12.) Manny Pacquiao (54-5-2, 38 Kos) – After losing back-to-back fights Pacman has taken a little time off. The loss to rival Juan Manuel Marquez was crushing and could mean the beginning of the end for the Filipino superstar. We shall see. Pacquiao will be fighting in Asia and it looks like Brandon “Bam Bam” Rios gets the call. We said last year that these two would be colliding and it’s finally going to happen. Rios will test Pacquiao’s chin and resolve. Honorable mention:
Guillermo Rigondeaux, Saul “Canelo” Alvarez, Carl Froch, Gennady Golovkin, Bernard Hopkins, Vitali Klitschko, Amir Khan, Brandon Rios, Yuri Gamboa, Takashi Uchiyama.
Sergio will be 39 the next time he steps in the ring and he looked bad last time I'd put him no higher than 5. Also how is Donaire higher than the guy who dominated him a month ago? Head to head should matter.
Come on, guys! Holla before I holla! You know me! I'm down with O-P-P! Boxing is going through a weak period, apparently with that list of toppers.

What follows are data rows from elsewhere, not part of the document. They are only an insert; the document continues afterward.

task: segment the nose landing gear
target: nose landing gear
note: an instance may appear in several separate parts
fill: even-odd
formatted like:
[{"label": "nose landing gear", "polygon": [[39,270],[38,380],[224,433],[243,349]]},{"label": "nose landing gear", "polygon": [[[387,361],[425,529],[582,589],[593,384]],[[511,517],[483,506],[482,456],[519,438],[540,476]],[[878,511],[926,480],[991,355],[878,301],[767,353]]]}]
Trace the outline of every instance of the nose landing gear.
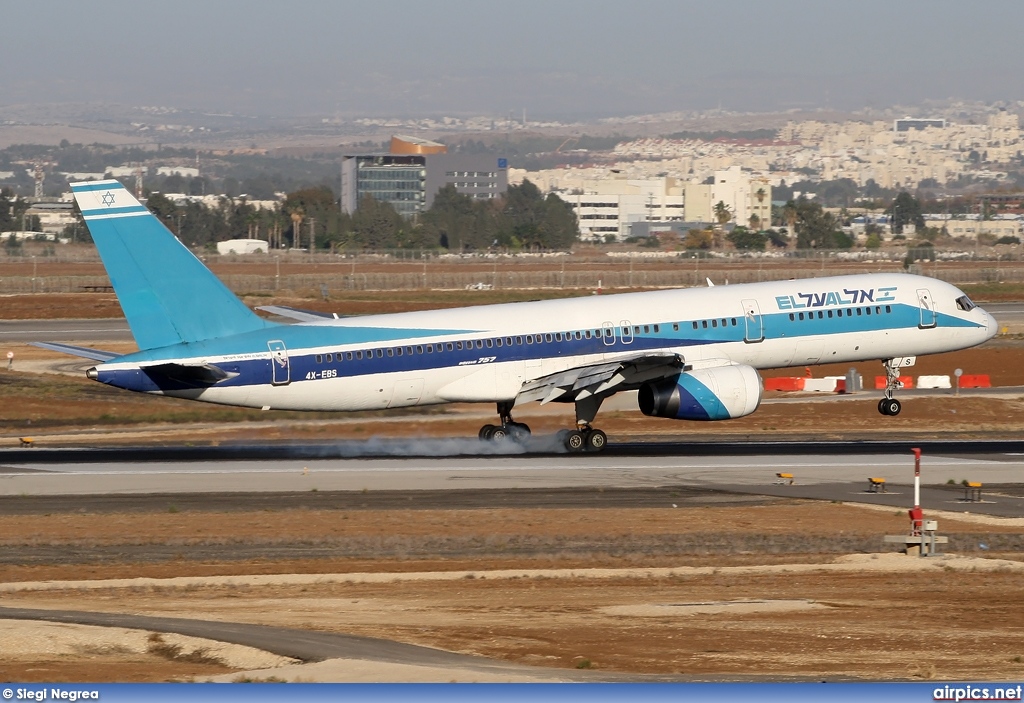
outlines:
[{"label": "nose landing gear", "polygon": [[892,397],[896,390],[903,388],[903,382],[900,381],[900,369],[913,366],[916,361],[917,357],[915,356],[901,356],[882,362],[885,367],[885,391],[883,392],[885,397],[878,401],[878,412],[890,417],[900,414],[903,404]]}]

I agree only with where Money May is placed. I strongly disagree where Tim Bradley is placed. But everybodee and dey momma are going to say that I don't like Tim. To that I say nonsense. He cannot help what destiny is serving him anymore than used-by-the-system Jim Jeffrey, or Primo Canera or any fighter targeted by haters for tar babiness. Holla!
My list of the unfortunate tar babies of boxing. 1. James Jackson Jeffries (The cat was ridiculously forced out of a comfortable six-year retirement by racist knuckleheads of those days to come back into the game to shut up "Unforgivable Blackness" Jack Johnson and win the world heavyweight title back for "The white race." WTF! Poor 3J got his made-a-tar-baby-for-white-supremacy arse TORE UP!)

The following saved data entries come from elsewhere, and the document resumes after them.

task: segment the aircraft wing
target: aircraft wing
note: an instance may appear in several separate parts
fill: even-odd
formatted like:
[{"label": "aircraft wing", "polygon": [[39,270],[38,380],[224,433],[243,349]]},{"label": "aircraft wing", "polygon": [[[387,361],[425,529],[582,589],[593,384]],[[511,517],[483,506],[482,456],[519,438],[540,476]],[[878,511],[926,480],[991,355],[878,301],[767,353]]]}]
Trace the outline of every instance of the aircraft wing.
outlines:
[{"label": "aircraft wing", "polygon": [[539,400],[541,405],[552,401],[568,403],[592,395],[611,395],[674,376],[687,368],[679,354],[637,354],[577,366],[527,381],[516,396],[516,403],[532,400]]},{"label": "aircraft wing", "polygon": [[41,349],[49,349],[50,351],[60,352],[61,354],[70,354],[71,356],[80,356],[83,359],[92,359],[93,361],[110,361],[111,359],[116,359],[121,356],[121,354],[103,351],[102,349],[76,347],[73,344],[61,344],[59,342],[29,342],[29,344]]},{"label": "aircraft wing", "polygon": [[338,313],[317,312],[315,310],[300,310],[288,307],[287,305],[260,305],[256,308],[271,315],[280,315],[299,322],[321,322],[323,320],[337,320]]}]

2. Max Schmeling (Poor Max S was a tar baby for the dumb-arse Adolphin -- I mean Adolf -- Hilter's hopes and beliefs of white-race superiority. "Brown Bomber" Joe Louis ripped Schmeling into pieces in less than two rounds.)
3. Primo Canera (The mafia joke and tar baby was feed a lot of stiffs until the mafia wanted to cash out. the mobsters feed the marshmallow gaint to the likes of Max Baer, Joe Louis and Leroy Haynes. They humiliated the giant of those times.
4. Julio Cesar Chavez (The great Julio Cesar Chavez had been cut in training and put on make up on his face to hide the bad cuts. The now Big Money Oscar De la Hoyas opened up the cut with his very first punch. The bout was eventually stop. No way was this fight was going to be cancelled. So thus, it was a tar-baby time for the great JCC.)
5. Tim Bradley (Dude got his arse beat in 11 rounds of 12 round by Da Manny, but the crooks that be gave the running bambi a gifted split decision. The big-footed, shoe-size 12 bambi-fighting Bradley was selected to serve as the tar baby, because the dark forces wanted to show Da Manny not to take his time coming to the squared jungle to fight, because he wanted to finish watching a basketball game on television. In Bradley's next fight, Bradley got knocked down three times -- one officially -- but the homeboy judges that be gave him a lifted decision.)
It must be something in the water in Cali. WTF! Tar baby fighters -- 3J and the Cali Cranium Crusher -- over a hundred years apart.
If you are low-batt on the brain power, look up the meaning of "Tar Baby." Holla!